In order to photograph something, you have to spot it first, of course. Try to modify the way that you travel and photograph: in a market, don’t just shoot portraits, look for close-up subjects of characteristic foods – especially the sort of shots that show repetition and patterns. When looking around cities, maybe photograph coins or details on cars or buildings. Don’t just hunt around for elephants: try to shoot bugs as well.



Car hood mascot, Havana by Steve Davey

Car hood mascot, Havana, Cuba. Once you have spotted a detail then focus up close to fill the frame.


In order to get a great shot of many of the details that are around us, you need to get in close, so that your subject fills the frame. This can present a number of technical issues, the greatest of which is actually managing to focus close enough.


Focusing Distance

All camera lenses have a closest focusing distance. For most DSLR lenses this can be as much as a couple of feet away. At such a distance, a small subject will just not be close enough for it to fill the frame. To get really close, you will have to use a so-called macro lens. These are fairly expensive, but if you are going to get in to close-up photography you will need to invest in one.



Tibetan prayer book, Ladakh, India, by Steve Davey

Handwritten script on a Tibetan prayer book, Ladakh, India. Shot using a macro lens to get in very close. The depth of field means that only a narrow band of the image is in focus.


Ironically, a relatively cheap and simple compact camera can often focus far closer than a DSLR. Many can focus down to a few centimetres away, giving true macro or even greater magnifications, but you’ll usually have to select the separate ‘macro’ setting. Sometimes buying a good compact camera will be cheaper than getting a macro lens for a DSLR – and you get a back-up camera for your travels as well.

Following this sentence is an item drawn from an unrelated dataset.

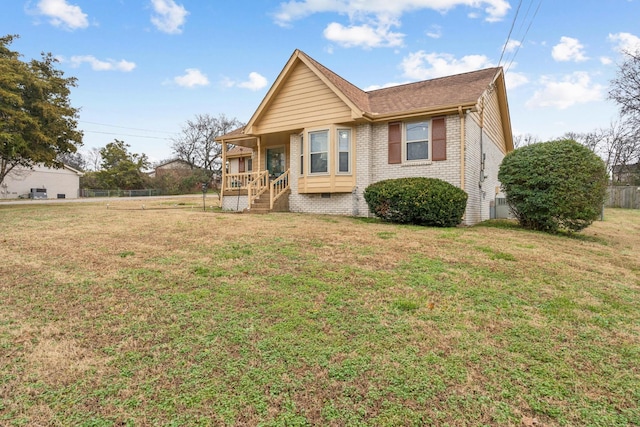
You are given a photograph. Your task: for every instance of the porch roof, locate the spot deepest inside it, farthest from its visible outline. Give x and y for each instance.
(424, 97)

Depth of field – the amount of a picture in front or behind the focus point that is also in focus – is very shallow when photographing close-up. This makes accurate focusing critical, but also means that if you want a lot of your picture to be in focus, you’ll either need to use a very small aperture, or compose the picture in such a way that most of the subject is a similar distance from the camera, and within the depth of field area. For instance, instead of photographing a lizard from the front, photograph it from the side.

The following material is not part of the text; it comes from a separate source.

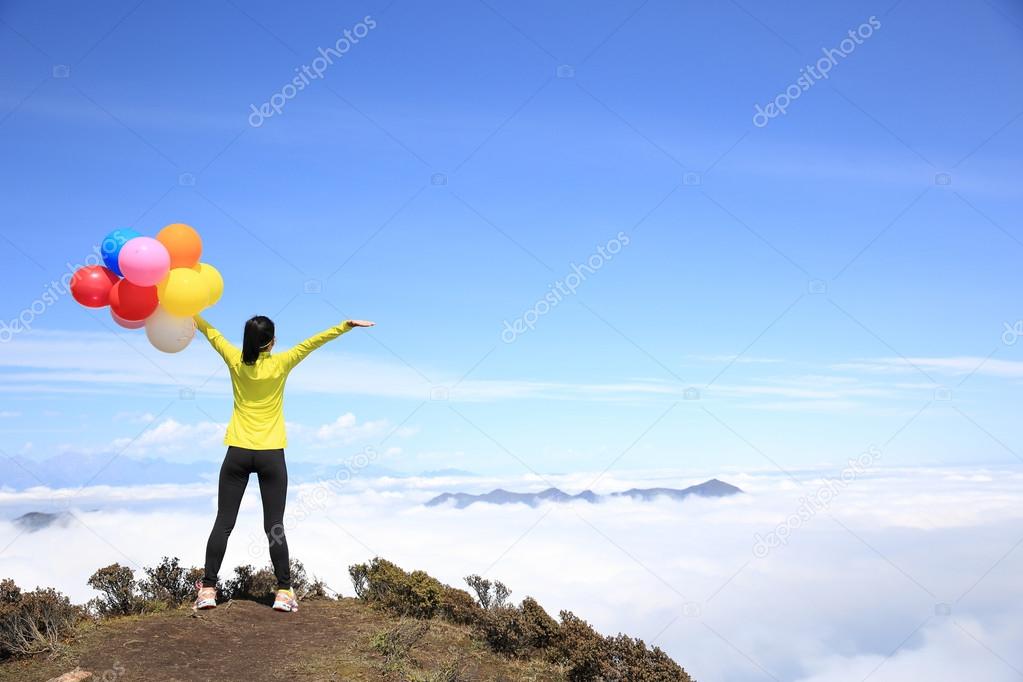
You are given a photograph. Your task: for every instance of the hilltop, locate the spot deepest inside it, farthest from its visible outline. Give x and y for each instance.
(712, 488)
(401, 627)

Tiny chameleon, Madagascar. By Steve Davey

Tiny chameleon, Madagascar. This was only a couple of centimetres long, and was shot with a macro lens from the side so more of it lies within the depth of field and is in focus.



Light and Shadow

Lighting is always an issue with extreme close-up photography. As any movement is magnified along with the subject, you will often need to use some sort of external lighting to boost the light levels. This is especially the case if you’re seeking to use a narrow aperture to achieve more depth of field. Otherwise, even a gentle breeze can cause subject movement or camera shake.

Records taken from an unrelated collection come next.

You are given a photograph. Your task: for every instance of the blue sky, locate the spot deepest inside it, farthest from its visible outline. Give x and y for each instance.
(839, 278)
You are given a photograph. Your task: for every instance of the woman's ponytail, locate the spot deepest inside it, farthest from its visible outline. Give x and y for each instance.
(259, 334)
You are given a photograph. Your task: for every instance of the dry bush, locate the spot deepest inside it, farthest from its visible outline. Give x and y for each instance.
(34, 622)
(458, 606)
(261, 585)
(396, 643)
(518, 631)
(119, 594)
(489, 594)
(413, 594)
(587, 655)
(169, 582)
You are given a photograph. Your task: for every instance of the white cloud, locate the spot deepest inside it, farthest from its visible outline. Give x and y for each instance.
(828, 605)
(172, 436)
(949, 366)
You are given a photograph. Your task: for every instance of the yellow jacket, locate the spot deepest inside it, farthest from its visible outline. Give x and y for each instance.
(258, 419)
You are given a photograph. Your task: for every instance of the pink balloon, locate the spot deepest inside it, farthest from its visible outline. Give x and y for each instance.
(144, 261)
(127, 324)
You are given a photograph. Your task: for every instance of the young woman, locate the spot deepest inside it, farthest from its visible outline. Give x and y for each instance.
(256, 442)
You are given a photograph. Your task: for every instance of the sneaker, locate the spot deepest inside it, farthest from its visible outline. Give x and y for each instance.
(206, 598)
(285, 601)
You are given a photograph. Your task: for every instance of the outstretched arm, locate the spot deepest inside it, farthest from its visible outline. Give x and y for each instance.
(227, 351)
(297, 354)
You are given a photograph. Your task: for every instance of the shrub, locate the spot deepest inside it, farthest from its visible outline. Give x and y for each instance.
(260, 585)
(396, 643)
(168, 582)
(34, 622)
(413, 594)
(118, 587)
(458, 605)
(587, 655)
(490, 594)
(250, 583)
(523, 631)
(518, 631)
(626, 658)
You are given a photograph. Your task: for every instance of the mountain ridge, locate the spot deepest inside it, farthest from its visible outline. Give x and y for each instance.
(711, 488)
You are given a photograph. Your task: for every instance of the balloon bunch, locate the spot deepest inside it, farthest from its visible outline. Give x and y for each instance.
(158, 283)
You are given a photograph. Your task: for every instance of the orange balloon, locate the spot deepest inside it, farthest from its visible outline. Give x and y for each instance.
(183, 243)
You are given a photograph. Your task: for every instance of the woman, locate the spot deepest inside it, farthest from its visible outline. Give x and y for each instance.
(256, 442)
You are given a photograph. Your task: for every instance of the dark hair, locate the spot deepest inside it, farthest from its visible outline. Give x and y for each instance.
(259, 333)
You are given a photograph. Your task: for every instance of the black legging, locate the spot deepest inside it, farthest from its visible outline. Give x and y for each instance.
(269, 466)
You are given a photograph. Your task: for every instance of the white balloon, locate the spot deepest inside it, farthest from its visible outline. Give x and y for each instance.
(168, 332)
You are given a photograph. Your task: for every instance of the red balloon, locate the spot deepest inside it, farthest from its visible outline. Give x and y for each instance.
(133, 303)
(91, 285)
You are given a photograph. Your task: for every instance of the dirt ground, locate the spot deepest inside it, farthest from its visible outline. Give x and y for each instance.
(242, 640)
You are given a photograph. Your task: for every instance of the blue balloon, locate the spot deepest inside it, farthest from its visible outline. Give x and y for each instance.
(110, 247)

One major problem is that the built in flash on both compacts and DSLRs is often completely useless, pointing completely in the wrong direction at extreme close-ups, and often over-exposing at a few centimetres away. It’s possible to buy separate ‘ring-flashes’ that fit around the lens and are designed for macro photography, but you can usually avoid needing one of these by increasing the ISO sensitivity, and also using a tripod. A tripod will also allow you to focus your picture precisely, as slight movements in by the camera will greatly affect the focus when shooting close-up.

To customise the light, it’s worth travelling with some balls of kitchen foil. They can be used to make mini-reflectors allowing you to lighten dark, shadowed areas.


Fruit, Chiang Mai, Thailand. By Steve Davey

Fruit for sale at a market in Chiang Mai, Thailand. Filling the frame with a repeating subject can give a very effective photograph.